Baudelaire me convient mieux, et n’est-ce pas un de nos problèmes contemporains de  tout prendre au pied de la lettre ? « Marcher dans les nuages » ne demande pas forcément de cramer du kérosène, ni de se faire du mal en mettant son body (art) en jeu dans la lande.
Un enfant qui s’applique à marcher sur le bord d’un trottoir, évoqué par un auditeur, échappe heureusement aux galeristes et commentateurs patentés.
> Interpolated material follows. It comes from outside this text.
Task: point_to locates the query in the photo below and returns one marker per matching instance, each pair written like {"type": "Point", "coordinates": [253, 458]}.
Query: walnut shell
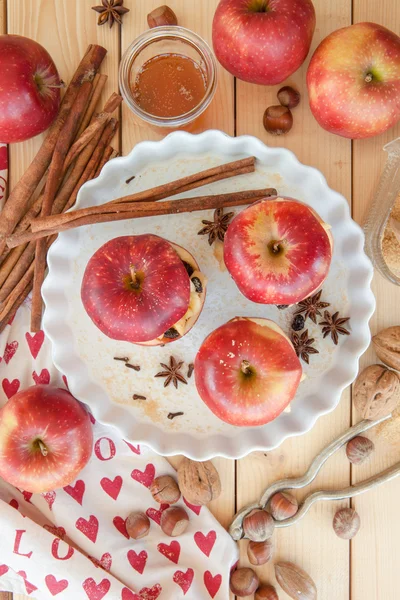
{"type": "Point", "coordinates": [387, 346]}
{"type": "Point", "coordinates": [376, 392]}
{"type": "Point", "coordinates": [199, 482]}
Je me souviens aussi de la créativité d’élèves appelés à assembler brindilles et feuilles dans un projet qui avait de l’allure, mais aussi de jeux avec marrons et feuilles qui n’avaient pas eu besoin de formulaires, ni de service de presse, pour prendre du plaisir et en donner, sans protocole.
 « Pour l'enfant, amoureux de cartes et d'estampes,
L'univers est égal à son vaste appétit.
Ah ! Que le monde est grand à la clarté des lampes !
Aux yeux du souvenir que le monde est petit ! »
Et la version intégrale, de ce monument grandiose de la poésie, se conclut :
« Ô Mort, vieux capitaine, il est temps ! Levons l'ancre !
Ce pays nous ennuie, ô Mort ! Appareillons !
Si le ciel et la mer sont noirs comme de l'encre,
Nos coeurs que tu connais sont remplis de rayons !
Verse-nous ton poison pour qu'il nous réconforte !
Nous voulons, tant ce feu nous brûle le cerveau,
Plonger au fond du gouffre, Enfer ou Ciel, qu'importe ?
Au fond de l'Inconnu pour trouver du nouveau ! »

2 commentaires:

  1. C'est une sculpture de glace, ta dernière photo ? C'est où ?
    Bravo pour Conrad, qui exprime assez bien ma pensée, avec une nuance...
    Pour l'instant... les dieux, comme des volcans, sommeillent.
    Mais ne t'inquiète pas, comme les volcans, ils ne font que sommeiller.
    C'est pour cela que je me console dans ma lecture de Jacqueline de Romilly, et me lance, encore une fois, dans la lecture de nos tragiques grecques.
    C'est paradoxal, mais le prix à payer pour notre colossal confort, si je puis dire, se situe du côté de la conscient de notre... colossal inconséquence.
    Qui aurait pu imaginer que tant de bien, tant de confort et de facilité pourrait entraîner tant de souffrance sous forme d'ennui, et perte de sens ?

    RépondreSupprimer
    Réponses
    1. J'ai trouvé sur ce site http://landart-passion.blogspot.fr/2012/12/landart-dhiver-de-neige-et-de-glace.html
      un exemple parmi d'autres modestes et fragiles réalisations et la citrouille devenue carrosse dans sa version glacée, brillante, éphémère, me plaisait bien.